王承舟見她一臉老實,被四丫給忽悠住了,沒好氣兒的提醒了一句,“村頭兒土崗上那麽多墳地,一到晚上,鬼氣森森的,讓人心裏頭冒涼氣兒,還熱得起來嗎?”
于華愣了一下,端着碗,笑得肩膀一陣抽動,白了呲牙咧嘴的四丫一眼。
這個小妮子,鬼點子就是多!
不過,說是這樣說。
夏天,到土崗上乘涼的人還真不少。
農村人很奇怪。
一方面很迷信,一方面又很大膽。
越是恐怖傳說比較多的地方,越容易引起大家夥兒的興緻。
到了伏裏天,拿着蒲扇,到土崗上納涼的人很多。
老人孩子都有。
至于原因,可不是陰氣重。
土崗上林子茂密,主要是柿子樹,然後是松柏。再加上地勢高,晚上風大,确實比村子裏涼快。
到時候熱得不行了,還真可以去看看。
正說着話,估計是聽到這邊兒熱鬧,趙瑜、刁青松和許萬年三個男知青也端着碗靠過來了。
“王承舟,伏裏天什麽的還比較遠,你這個鼎鼎大名的衛生員,能不能先把緊要問題解決一下啊?”
剛到近前,趙瑜就抓耳撓腮的問道。
“是呀,他奶奶的!”
刁青松抓了抓臉,又撓了撓屁股,渾身不得勁兒,“剛在外面待一會兒,就被蚊子叮了好幾個大包,可癢死我了!”
許萬年不停地用巴掌扇風,挨着于華坐了下去,同樣吐槽道:
“我咋那麽不信伱們的話呢?”
“這鄉下蚊子多得要死,大晚上的,要是睡在外面兒,還不得讓那玩意兒給吃了啊?”
“這嗡嗡嗡的,咋乘涼嘛?”
不說還好,一聽三個男知青抱怨,徐小芷幾人也覺得蚊子多了起來。
于華同志沒好氣兒的瞥了一眼許萬年,往旁邊兒挪了挪,“我咋感覺都是你們三個家夥把蚊子引過來的?”
“剛我們跟王承舟聊天的時候還沒呢!”
“就是你們一過來,立刻就把那幫子吸血鬼給帶過來了。
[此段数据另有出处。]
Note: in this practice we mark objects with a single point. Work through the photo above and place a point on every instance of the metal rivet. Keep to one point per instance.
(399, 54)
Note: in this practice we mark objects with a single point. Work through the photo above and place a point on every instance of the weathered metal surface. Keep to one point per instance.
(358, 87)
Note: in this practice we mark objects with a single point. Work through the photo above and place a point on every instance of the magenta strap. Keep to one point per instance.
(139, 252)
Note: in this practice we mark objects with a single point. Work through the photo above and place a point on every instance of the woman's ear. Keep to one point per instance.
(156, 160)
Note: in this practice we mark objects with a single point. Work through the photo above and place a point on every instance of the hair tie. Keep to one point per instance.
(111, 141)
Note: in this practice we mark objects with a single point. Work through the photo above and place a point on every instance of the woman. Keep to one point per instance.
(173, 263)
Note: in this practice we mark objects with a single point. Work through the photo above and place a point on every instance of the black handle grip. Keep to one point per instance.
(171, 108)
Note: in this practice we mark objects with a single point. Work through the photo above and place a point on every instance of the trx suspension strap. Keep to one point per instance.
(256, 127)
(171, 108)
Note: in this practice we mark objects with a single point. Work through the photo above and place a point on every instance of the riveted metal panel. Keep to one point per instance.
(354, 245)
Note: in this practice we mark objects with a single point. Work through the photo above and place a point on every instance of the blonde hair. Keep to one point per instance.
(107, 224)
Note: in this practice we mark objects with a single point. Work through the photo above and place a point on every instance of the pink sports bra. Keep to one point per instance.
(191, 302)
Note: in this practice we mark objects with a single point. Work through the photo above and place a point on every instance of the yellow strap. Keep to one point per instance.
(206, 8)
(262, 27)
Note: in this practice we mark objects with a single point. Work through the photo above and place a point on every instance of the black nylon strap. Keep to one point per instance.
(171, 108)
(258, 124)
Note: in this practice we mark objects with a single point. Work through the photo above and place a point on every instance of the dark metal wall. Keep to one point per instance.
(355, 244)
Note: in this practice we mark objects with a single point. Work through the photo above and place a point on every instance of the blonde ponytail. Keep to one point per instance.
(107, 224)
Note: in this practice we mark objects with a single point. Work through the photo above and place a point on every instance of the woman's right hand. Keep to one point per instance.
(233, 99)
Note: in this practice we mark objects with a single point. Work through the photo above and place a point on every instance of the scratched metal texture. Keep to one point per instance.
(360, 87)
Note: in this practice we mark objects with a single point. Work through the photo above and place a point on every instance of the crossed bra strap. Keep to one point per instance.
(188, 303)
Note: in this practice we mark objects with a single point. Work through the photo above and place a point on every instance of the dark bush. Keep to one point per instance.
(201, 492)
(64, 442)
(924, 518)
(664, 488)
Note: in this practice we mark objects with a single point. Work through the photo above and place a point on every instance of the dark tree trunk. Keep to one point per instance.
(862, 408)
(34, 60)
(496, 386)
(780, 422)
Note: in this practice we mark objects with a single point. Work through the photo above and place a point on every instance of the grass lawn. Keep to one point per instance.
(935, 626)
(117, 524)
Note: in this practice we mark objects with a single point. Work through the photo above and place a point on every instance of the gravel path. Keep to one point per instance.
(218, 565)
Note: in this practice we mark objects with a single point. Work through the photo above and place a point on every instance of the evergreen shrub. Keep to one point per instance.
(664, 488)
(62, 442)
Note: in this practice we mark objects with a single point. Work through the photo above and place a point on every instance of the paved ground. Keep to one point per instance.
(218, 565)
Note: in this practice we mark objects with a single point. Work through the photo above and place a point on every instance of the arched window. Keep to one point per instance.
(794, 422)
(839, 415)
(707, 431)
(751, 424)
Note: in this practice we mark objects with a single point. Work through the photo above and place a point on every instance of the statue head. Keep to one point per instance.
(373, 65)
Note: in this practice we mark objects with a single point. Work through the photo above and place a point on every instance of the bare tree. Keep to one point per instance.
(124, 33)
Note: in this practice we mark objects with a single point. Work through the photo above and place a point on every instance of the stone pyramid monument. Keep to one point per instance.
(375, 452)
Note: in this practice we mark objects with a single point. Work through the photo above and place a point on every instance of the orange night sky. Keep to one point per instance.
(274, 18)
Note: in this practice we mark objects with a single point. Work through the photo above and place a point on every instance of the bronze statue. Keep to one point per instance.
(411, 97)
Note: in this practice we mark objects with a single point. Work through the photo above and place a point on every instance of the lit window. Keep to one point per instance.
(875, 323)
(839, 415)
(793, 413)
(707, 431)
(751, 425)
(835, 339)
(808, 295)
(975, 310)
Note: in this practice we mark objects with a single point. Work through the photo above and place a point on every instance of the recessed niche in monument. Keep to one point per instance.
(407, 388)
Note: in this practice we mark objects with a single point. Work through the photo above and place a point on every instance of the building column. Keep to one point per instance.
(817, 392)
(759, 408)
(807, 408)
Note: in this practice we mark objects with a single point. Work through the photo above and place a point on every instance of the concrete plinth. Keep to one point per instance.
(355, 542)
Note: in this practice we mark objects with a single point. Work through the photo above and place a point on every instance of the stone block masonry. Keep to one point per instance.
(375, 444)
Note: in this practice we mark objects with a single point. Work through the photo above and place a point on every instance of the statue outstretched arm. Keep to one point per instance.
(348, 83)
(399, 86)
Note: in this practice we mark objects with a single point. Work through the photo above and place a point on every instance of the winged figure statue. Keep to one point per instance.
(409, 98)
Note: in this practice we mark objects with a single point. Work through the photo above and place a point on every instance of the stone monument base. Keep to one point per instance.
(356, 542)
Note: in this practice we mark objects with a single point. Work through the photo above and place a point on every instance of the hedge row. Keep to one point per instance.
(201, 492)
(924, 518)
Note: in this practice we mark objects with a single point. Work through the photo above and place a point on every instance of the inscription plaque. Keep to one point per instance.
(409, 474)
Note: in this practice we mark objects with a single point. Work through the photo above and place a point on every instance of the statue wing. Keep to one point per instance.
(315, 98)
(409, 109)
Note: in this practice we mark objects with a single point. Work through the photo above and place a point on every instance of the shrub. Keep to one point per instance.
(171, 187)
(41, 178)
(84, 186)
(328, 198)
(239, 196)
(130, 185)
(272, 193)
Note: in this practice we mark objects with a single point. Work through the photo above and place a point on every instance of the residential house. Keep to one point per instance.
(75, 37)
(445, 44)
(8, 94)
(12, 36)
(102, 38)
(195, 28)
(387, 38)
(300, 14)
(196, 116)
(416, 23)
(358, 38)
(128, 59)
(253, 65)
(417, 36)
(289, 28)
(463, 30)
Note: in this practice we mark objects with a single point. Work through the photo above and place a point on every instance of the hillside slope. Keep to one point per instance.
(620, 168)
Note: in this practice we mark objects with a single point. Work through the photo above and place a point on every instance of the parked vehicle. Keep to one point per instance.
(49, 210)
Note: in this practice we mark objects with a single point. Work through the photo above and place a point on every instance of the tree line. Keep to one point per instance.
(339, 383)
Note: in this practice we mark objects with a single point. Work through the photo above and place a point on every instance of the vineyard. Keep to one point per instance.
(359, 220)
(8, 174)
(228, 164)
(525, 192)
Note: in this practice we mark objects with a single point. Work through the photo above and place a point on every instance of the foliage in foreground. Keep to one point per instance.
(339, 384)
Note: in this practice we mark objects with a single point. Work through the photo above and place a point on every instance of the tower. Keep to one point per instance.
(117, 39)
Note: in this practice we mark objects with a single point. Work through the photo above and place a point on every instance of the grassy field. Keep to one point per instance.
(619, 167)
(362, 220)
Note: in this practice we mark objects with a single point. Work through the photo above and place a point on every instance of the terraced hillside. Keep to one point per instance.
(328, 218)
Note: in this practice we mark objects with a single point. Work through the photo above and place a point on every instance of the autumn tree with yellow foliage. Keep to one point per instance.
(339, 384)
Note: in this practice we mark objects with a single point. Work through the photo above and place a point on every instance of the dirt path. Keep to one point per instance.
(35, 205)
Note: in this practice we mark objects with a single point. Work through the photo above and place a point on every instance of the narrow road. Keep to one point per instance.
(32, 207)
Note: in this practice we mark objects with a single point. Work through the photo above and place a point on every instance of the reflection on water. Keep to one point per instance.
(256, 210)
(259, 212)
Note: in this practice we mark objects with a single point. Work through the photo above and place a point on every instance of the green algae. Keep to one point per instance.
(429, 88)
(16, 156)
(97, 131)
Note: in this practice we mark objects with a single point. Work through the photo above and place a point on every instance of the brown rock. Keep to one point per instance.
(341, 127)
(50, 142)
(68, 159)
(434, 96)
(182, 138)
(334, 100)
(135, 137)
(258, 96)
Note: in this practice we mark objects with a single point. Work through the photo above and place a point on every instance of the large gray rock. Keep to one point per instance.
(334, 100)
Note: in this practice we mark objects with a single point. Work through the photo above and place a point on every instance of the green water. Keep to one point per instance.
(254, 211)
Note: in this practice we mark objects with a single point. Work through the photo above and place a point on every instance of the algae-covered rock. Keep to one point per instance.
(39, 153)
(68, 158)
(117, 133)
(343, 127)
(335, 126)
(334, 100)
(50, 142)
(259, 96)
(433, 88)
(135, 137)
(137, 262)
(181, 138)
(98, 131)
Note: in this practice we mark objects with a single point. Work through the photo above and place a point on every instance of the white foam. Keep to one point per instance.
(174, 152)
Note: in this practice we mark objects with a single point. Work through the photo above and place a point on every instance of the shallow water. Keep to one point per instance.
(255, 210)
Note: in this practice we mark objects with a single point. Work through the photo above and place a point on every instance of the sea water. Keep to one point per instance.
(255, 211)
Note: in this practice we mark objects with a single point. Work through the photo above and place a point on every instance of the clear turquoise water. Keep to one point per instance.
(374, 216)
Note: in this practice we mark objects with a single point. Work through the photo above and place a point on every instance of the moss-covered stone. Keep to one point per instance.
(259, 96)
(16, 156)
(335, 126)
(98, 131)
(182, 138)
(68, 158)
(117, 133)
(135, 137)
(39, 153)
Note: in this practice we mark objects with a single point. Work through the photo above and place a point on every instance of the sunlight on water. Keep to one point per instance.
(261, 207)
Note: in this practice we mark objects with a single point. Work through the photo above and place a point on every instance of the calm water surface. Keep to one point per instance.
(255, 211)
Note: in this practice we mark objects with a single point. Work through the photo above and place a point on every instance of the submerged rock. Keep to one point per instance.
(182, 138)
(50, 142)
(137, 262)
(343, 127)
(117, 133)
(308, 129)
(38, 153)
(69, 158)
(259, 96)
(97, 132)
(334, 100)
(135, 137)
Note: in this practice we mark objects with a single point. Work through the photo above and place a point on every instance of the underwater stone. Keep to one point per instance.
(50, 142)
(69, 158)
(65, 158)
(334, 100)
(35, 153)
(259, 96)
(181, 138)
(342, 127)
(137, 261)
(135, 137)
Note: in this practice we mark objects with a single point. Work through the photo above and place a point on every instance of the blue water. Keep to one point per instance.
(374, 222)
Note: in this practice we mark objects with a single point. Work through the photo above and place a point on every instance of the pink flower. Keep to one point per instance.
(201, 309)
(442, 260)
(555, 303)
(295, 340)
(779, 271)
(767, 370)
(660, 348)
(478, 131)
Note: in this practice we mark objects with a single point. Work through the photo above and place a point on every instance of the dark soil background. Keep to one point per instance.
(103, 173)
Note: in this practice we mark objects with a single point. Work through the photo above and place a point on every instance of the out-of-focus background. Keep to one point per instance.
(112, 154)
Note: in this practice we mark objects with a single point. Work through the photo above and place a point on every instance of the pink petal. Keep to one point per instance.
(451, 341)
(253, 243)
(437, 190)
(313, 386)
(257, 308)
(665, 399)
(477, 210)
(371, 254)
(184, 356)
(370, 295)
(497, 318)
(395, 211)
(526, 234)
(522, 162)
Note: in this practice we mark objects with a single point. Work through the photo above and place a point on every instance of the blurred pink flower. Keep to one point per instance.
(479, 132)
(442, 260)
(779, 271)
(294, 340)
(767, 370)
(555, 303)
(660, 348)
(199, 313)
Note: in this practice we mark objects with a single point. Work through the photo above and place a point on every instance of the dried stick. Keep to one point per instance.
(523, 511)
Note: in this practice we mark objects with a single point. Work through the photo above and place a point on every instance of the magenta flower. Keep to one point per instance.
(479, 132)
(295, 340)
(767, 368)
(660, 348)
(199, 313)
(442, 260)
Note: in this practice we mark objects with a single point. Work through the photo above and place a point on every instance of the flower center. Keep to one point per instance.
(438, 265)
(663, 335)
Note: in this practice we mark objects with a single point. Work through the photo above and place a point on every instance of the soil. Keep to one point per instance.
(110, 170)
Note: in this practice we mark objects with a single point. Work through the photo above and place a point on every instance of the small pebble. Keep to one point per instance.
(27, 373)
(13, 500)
”
大家夥兒都笑了起來。
趙瑜三人大喊冤枉。
四丫眨巴着大眼睛,回憶道:
“我小時候,跟着爹娘到院子裏乘涼,也沒感覺有那麽多蚊子呀?”
“咋被你們一說,還真覺得蚊子嗡嗡叫呢?”
“好奇怪哦!”
“你個毛丫頭,還你小時候,你現在還不夠小嗎?”
話音剛落,李玉珠也端着碗走了出來,家裏就剩下了王紅河,“你感覺不到蚊子,那是老娘整夜整夜的給你搖扇子!”
“沒人幫你驅趕,你能比别人高貴?”
“早把你個小妮子咬成豬頭了!”
衆人又笑了起來。
四丫卻渾不在意,嬉皮笑臉,厚着臉皮,上去抱住了她的胳膊,還撒嬌呢。
“起開起開,熱死人了!”
李玉珠晃了一下肩膀,卻沒有真的推開她。
低頭喝了一口稀飯,滿臉笑容道:
“咱們鄉下就是這樣,不像北方。荒草比較多,又臨着大河,一到晚上,蚊子甚至能打臉。”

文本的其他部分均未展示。